Nachgedacht: Die Woche nach Sylt - Unser inneres Grölen

Stand: 31.05.2024 07:15 Uhr

Gedanken sind frei. Das ist sehr gut so. Was aber, wenn Gedanken so freidrehen, dass man antisemitische Posts liked oder gegen "Ausländer" grölt? Ulrich Kühn hat sich darüber Gedanken gemacht.

von Ulrich Kühn

Bin ich ein Freund maximaler politischer Korrektheit? Nein. Mir leuchtet bis heute nicht ein, was das sein soll, maximal "politisch korrektes" Denken, Reden, Verhalten. Ich wüsste auch nicht, wer beanspruchen könnte, das für alle zu definieren. Bin ich also ein Freund unbeschränkter Freiheit des Denkens, des Redens, des Verhaltens? Nicht ganz, mit Verlaub, denn das wäre ja dumm. Klar, die Gedanken sind frei, dagegen ist nix zu sagen und manchmal auch nix zu machen: Sie sind oft sogar dermaßen frei, dass Menschen, die etwas zu denken versuchen, keinen Gedanken zu fassen kriegen.
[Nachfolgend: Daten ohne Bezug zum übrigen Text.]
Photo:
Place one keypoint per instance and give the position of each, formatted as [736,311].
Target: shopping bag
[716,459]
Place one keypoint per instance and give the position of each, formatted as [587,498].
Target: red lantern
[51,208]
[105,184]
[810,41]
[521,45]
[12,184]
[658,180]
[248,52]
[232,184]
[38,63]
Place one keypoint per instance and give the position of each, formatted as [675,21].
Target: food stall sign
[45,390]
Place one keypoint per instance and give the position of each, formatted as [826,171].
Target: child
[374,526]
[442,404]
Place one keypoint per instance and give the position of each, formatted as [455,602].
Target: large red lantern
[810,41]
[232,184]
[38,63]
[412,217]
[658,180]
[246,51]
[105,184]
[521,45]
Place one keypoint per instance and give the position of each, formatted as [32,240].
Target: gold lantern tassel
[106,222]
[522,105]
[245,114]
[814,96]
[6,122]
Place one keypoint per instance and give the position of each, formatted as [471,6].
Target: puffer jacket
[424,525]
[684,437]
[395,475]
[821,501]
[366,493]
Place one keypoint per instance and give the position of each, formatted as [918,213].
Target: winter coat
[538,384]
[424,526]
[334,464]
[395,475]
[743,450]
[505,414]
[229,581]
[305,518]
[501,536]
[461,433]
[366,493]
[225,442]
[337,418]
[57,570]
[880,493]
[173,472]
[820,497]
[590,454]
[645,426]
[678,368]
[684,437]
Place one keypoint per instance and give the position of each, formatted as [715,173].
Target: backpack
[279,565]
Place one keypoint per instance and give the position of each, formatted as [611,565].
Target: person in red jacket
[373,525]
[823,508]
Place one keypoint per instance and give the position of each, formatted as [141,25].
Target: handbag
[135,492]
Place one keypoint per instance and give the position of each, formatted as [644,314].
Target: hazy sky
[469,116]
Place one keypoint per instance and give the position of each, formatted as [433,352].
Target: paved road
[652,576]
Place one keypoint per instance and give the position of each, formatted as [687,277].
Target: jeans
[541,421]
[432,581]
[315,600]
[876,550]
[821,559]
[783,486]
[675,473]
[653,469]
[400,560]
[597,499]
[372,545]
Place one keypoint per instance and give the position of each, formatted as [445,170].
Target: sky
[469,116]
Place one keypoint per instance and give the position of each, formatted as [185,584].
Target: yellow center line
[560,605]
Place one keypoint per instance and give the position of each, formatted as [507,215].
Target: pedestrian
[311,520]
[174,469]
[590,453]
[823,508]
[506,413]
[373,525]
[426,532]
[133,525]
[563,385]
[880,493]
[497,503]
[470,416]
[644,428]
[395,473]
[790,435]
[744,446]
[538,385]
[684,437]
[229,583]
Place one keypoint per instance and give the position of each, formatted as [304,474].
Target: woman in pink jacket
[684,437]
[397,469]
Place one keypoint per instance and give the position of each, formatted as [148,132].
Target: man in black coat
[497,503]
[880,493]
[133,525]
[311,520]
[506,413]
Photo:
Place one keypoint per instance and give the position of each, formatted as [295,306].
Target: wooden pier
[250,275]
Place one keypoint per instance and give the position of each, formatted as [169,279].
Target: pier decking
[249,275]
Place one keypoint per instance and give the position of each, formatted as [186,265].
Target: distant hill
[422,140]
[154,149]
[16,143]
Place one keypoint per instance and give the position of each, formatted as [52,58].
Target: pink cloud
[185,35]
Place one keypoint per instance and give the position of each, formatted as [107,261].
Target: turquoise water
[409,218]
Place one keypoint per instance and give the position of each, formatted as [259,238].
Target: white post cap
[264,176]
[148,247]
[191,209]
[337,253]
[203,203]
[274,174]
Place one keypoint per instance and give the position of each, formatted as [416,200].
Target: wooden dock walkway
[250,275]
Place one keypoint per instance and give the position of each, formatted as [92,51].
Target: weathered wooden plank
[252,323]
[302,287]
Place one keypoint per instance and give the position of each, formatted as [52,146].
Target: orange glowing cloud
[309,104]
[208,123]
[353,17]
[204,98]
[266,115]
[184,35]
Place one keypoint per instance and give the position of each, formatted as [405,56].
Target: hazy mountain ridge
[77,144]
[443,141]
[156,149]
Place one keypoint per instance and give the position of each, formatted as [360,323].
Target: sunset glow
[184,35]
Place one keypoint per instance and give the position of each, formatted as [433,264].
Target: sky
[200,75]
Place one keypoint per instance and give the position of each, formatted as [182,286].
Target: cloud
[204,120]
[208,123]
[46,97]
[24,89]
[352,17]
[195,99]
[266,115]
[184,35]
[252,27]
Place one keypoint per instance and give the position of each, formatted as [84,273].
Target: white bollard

Wenn freie Gedanken Schlitten fahren

Anderen widerfährt es, dass ihre freien Gedanken mit ihnen Schlitten fahren und sie dorthin befördern, wo sie am liebsten nicht gesehen worden wären. Ich stelle mir vor, dass es der Präsidentin der TU Berlin so geht, die auf der Plattform X, hoppla, hast-du-nicht-gesehen, antisemitische Posts mit Likes versehen haben soll. Ich sage "versehen haben soll", weil ihr Account nun gelöscht ist. Sie hat allerdings eingeräumt, sie habe "einige Tweets 'geliked', welche die Situation in Gaza und Rafah aufgreifen, die aber antisemitischen Inhalts oder Ursprungs sind". Vielleicht hatte ja der Denkapparat der Uni-Präsidentin derart rasend rotiert, dass sie ausgerechnet den wichtigen und sehr richtigen Gedanken nicht zu packen kriegte, wonach es nicht nur unklug ist, solche Likes zu setzen, sondern in Wahrheit indiskutabel. Immerhin könnte ihr noch eine Art Nach-Denken gelungen sein. Sie hat um Entschuldigung gebeten.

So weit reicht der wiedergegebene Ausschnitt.